This exhibition is about a single image: Guerrillero Heróico; Ché Guevara's portrait shot by cuban photographer Alberto Díaz Gutiérrez, known as "Korda" (1928-2001) on March 5, 1960 in Havana, Cuba.
This portrait of Ché is said to be the most widely reproduced image in the history of the photograph, unpublished until after Che’s death and then reproduced in large numbers. The cropped version of this portrait, developed into a key icon for the post ‘68 generation, reproduced on murals, posters and T shirts, it became a symbol of rebellion and remains an icon to youth outside the political mainstream both in Europe, the U.S. and Latin America.
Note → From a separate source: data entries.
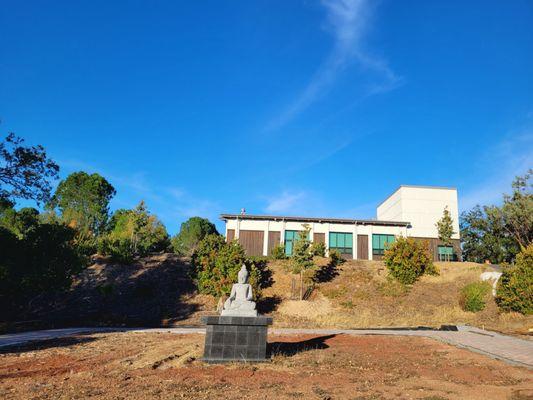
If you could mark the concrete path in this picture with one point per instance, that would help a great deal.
(506, 348)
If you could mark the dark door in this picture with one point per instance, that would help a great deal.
(252, 242)
(319, 237)
(362, 247)
(273, 240)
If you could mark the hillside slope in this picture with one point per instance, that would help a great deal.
(158, 291)
(153, 291)
(359, 295)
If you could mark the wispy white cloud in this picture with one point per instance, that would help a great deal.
(503, 162)
(286, 202)
(171, 204)
(348, 21)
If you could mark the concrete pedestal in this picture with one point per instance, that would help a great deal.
(235, 338)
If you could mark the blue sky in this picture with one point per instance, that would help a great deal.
(282, 107)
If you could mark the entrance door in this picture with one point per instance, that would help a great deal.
(362, 247)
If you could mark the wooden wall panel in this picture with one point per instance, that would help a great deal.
(319, 237)
(273, 240)
(252, 242)
(362, 247)
(231, 235)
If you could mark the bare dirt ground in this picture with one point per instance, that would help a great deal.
(166, 366)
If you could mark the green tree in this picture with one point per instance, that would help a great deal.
(517, 211)
(83, 201)
(445, 228)
(515, 287)
(408, 259)
(19, 222)
(133, 233)
(42, 261)
(191, 233)
(499, 233)
(25, 171)
(301, 260)
(217, 263)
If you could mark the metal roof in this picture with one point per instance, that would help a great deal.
(225, 217)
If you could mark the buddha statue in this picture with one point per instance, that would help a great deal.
(239, 303)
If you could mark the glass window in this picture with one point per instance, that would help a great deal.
(290, 237)
(446, 253)
(342, 242)
(379, 243)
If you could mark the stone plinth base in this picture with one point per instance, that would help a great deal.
(235, 338)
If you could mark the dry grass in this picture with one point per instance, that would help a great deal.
(362, 296)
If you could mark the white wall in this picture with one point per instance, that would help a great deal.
(422, 207)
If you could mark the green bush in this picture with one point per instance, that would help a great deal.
(191, 233)
(408, 259)
(515, 288)
(278, 252)
(43, 261)
(473, 296)
(120, 249)
(133, 233)
(335, 257)
(318, 249)
(217, 263)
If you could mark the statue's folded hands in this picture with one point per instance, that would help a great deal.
(240, 301)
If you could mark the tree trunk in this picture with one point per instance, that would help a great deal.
(301, 285)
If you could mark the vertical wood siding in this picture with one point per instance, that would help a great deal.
(362, 247)
(319, 237)
(273, 240)
(252, 242)
(231, 235)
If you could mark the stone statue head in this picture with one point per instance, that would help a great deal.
(243, 275)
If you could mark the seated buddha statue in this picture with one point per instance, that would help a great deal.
(239, 303)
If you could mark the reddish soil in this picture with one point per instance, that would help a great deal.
(167, 366)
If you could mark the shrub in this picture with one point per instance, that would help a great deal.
(133, 233)
(335, 257)
(515, 288)
(278, 252)
(408, 259)
(42, 262)
(120, 249)
(301, 259)
(473, 296)
(318, 249)
(191, 233)
(217, 263)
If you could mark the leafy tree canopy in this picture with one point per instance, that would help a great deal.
(445, 227)
(83, 201)
(191, 233)
(496, 233)
(133, 233)
(21, 222)
(25, 170)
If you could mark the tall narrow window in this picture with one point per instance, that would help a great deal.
(342, 242)
(290, 238)
(446, 253)
(379, 243)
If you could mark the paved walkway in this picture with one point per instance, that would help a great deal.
(506, 348)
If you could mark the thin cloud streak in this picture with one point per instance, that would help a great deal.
(347, 20)
(286, 202)
(512, 157)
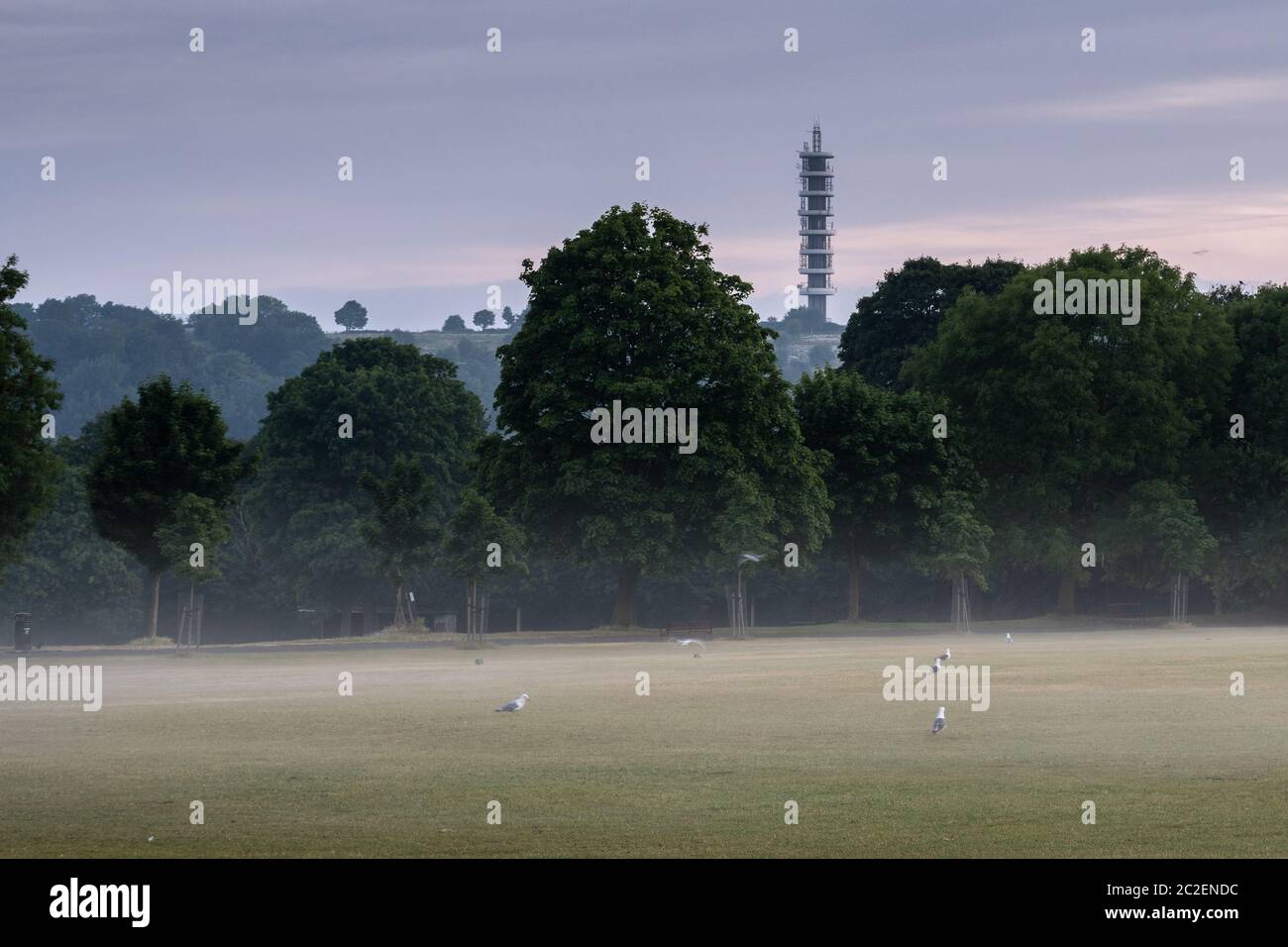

In the eighties and nineties it was reclaimed in the first world as radical-chic, to a new generation who knew little if nothing about the person or the ideological beliefs of the man behind the portrait. The image appeared on designer goods selling beers, vodka, watches and clothing, even tattooed onto the torso of the boxer Mike Tyson.
The image has also been incorporated into the work of many artists appearing in paintings, prints and photographic images. A great deal has been written about this image.
Italian writer, Giuliana Skime in a catalog text, for the exhibition Alberto Korda: "Momenti della Storia", in 1988, compared, Guerrillero Heróico to the iconic image of the Mona Lisa, in its gaze, arguing that the portrait of Ché captures the ideals of its time!
Photo-historian, Vicki Goldberg, in her book, "The Power of Photography", argues that "the 'portrait of Ché' did more for his cause than the man himself accomplished in his lifetime! ”
David Kunzle, art-historian and author of Ché Guevara Icon, Myth and Message wrote: "How do we stand in relation to the Cult of Ché? Corporate media like to deride the very process in which they are engaged, which is to reduce the revolutionary to the role of 'leftist pop star'."